According to the report, 38.5 per cent of girls and women aged 15 to 49 in Kenya have experienced physical violence at least once in their lifetime, while 24 per cent experienced physical violence in 2018. The report listed jealousy and fear of abandonment as among the prime motives.
Physical violence
The distribution of these incidences differed depending on the region of the country. This year, the Rift Valley region, for instance, recorded the highest number of women killings at 26 per cent followed by Nairobi, Nyanza, and Central with each recording 12 per cent of the deaths.
Coast region had the lowest number of incidents at five per cent.
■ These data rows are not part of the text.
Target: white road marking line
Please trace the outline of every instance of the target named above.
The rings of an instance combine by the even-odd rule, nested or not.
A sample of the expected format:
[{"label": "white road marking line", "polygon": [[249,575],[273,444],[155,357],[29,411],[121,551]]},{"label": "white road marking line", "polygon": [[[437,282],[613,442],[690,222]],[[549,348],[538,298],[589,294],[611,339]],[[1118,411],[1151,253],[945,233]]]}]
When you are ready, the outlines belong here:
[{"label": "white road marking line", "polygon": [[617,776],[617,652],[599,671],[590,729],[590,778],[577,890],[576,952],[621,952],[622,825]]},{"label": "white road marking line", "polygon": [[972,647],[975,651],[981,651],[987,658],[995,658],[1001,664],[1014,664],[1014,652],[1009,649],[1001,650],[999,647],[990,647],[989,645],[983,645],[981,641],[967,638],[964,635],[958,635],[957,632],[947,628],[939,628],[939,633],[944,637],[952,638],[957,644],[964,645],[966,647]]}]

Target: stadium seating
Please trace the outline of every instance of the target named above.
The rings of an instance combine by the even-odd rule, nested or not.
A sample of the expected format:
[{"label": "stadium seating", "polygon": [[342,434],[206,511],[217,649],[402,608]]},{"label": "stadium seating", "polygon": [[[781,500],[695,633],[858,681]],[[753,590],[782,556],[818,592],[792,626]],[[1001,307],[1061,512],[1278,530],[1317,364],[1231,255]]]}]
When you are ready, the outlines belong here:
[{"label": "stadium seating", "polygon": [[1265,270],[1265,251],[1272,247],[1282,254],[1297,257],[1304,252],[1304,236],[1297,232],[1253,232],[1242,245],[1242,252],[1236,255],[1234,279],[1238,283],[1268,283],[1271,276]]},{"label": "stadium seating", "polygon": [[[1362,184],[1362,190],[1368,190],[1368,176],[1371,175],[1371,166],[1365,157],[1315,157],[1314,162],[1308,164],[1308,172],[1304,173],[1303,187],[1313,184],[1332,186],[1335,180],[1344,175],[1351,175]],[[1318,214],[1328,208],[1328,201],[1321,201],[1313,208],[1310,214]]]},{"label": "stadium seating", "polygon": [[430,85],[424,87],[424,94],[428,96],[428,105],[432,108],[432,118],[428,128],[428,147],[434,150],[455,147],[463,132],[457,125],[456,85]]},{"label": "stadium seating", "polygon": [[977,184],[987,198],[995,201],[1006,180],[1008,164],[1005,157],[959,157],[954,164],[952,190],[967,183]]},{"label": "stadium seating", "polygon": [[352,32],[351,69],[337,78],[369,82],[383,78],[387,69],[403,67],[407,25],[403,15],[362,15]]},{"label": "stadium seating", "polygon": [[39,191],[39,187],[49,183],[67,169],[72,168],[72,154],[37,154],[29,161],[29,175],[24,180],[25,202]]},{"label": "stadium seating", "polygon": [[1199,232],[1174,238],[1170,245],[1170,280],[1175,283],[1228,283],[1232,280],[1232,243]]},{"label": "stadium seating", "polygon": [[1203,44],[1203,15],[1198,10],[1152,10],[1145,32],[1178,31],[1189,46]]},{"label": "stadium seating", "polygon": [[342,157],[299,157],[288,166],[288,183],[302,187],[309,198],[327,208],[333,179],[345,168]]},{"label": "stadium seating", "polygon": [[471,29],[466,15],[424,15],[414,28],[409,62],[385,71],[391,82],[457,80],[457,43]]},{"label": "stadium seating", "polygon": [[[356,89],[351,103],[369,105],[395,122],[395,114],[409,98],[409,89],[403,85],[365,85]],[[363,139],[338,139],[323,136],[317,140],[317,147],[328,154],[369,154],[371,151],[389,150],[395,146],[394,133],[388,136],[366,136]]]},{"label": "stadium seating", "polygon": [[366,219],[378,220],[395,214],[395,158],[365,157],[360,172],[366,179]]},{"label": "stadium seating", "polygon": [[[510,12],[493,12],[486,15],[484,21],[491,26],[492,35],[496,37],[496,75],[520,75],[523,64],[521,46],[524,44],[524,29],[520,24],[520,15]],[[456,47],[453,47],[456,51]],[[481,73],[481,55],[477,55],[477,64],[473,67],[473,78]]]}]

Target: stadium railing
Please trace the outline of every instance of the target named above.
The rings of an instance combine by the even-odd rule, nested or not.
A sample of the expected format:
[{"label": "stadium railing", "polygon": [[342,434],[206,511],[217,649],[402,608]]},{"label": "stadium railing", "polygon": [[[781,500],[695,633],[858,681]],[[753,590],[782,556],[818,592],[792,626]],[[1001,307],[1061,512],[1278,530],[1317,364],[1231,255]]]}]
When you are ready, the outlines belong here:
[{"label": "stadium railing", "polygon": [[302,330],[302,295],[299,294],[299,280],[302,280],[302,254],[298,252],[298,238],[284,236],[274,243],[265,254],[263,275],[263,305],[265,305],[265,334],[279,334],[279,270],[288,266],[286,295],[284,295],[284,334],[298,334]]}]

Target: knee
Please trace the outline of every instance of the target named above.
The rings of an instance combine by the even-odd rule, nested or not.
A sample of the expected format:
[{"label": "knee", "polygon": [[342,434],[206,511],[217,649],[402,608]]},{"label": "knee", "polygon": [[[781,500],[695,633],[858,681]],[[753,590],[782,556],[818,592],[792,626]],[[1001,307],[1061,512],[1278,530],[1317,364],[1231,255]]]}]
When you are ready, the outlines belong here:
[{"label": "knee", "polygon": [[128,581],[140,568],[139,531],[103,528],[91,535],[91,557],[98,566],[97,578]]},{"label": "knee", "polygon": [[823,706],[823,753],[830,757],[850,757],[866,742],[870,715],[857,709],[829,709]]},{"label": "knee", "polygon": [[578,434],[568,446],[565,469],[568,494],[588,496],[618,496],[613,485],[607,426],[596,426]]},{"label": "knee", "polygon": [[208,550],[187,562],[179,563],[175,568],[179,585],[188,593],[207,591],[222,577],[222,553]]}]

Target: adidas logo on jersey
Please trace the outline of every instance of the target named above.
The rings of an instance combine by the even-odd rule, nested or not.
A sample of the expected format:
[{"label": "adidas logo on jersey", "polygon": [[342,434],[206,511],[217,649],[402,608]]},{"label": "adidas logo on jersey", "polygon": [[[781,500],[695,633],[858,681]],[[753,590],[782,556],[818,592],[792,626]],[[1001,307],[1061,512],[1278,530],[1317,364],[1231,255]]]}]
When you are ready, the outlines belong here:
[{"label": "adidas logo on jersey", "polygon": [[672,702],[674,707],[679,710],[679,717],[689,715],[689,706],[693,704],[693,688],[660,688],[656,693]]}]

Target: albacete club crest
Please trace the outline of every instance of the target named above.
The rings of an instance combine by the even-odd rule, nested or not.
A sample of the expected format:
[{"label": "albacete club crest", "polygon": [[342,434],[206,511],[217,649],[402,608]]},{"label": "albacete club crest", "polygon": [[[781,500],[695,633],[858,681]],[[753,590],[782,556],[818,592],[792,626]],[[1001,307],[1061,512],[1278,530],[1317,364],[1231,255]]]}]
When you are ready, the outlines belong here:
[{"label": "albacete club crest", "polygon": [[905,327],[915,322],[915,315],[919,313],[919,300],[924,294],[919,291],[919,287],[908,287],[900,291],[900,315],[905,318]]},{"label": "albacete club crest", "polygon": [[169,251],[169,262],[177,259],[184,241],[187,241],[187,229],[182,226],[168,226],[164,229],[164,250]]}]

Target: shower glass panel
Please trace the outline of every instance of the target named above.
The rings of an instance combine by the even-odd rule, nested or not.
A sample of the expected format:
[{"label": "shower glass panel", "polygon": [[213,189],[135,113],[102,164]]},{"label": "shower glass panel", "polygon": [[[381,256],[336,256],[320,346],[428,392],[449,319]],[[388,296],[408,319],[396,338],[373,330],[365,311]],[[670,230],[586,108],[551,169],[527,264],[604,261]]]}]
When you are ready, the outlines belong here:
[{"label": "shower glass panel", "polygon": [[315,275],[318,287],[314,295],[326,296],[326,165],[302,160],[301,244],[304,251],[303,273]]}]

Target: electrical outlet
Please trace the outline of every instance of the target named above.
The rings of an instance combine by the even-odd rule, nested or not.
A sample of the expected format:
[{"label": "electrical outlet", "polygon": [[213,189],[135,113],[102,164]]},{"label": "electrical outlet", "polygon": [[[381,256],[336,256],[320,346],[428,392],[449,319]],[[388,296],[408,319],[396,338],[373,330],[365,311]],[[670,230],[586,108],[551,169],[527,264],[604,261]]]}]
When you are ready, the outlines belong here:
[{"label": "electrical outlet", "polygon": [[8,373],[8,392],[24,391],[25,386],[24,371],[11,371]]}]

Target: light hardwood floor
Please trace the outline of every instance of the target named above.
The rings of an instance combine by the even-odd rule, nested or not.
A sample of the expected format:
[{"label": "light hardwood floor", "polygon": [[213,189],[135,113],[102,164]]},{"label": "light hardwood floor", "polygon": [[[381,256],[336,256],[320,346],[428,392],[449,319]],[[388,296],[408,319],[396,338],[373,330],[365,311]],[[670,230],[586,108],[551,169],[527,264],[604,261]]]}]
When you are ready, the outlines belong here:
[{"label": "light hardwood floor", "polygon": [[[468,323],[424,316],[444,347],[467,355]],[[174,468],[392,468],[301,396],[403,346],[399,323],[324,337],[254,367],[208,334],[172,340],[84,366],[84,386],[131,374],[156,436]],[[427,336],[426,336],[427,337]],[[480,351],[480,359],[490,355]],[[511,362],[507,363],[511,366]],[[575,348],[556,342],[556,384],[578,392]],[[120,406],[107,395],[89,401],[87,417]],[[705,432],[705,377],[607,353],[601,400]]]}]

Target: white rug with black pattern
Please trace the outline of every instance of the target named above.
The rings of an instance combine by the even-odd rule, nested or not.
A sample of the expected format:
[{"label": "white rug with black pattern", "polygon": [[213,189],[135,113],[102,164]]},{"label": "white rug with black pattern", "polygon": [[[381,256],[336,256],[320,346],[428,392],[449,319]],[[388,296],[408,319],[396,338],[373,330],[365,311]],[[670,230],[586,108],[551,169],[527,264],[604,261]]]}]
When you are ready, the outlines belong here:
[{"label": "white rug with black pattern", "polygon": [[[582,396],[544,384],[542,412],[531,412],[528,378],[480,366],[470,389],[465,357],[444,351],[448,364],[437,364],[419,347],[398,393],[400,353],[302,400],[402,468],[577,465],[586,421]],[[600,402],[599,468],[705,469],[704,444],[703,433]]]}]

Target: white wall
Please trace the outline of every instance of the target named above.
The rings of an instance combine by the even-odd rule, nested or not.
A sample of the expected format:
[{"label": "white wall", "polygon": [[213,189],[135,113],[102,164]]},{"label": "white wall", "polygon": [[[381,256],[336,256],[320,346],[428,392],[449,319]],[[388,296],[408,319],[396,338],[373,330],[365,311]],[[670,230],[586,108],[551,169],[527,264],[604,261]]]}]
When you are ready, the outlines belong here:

There were three women killed outside the country in India, Australia, and Canada.
According to Kenya’s Demographic and Health Survey, among ever-married women, the most commonly reported perpetrator of physical violence is the current husband or partner (57 per cent) followed by the former husband/partner (24 per cent).
By contrast, only about one in 10 men who have experienced physical violence since age 15 mention their current spouse as a perpetrator of physical violence.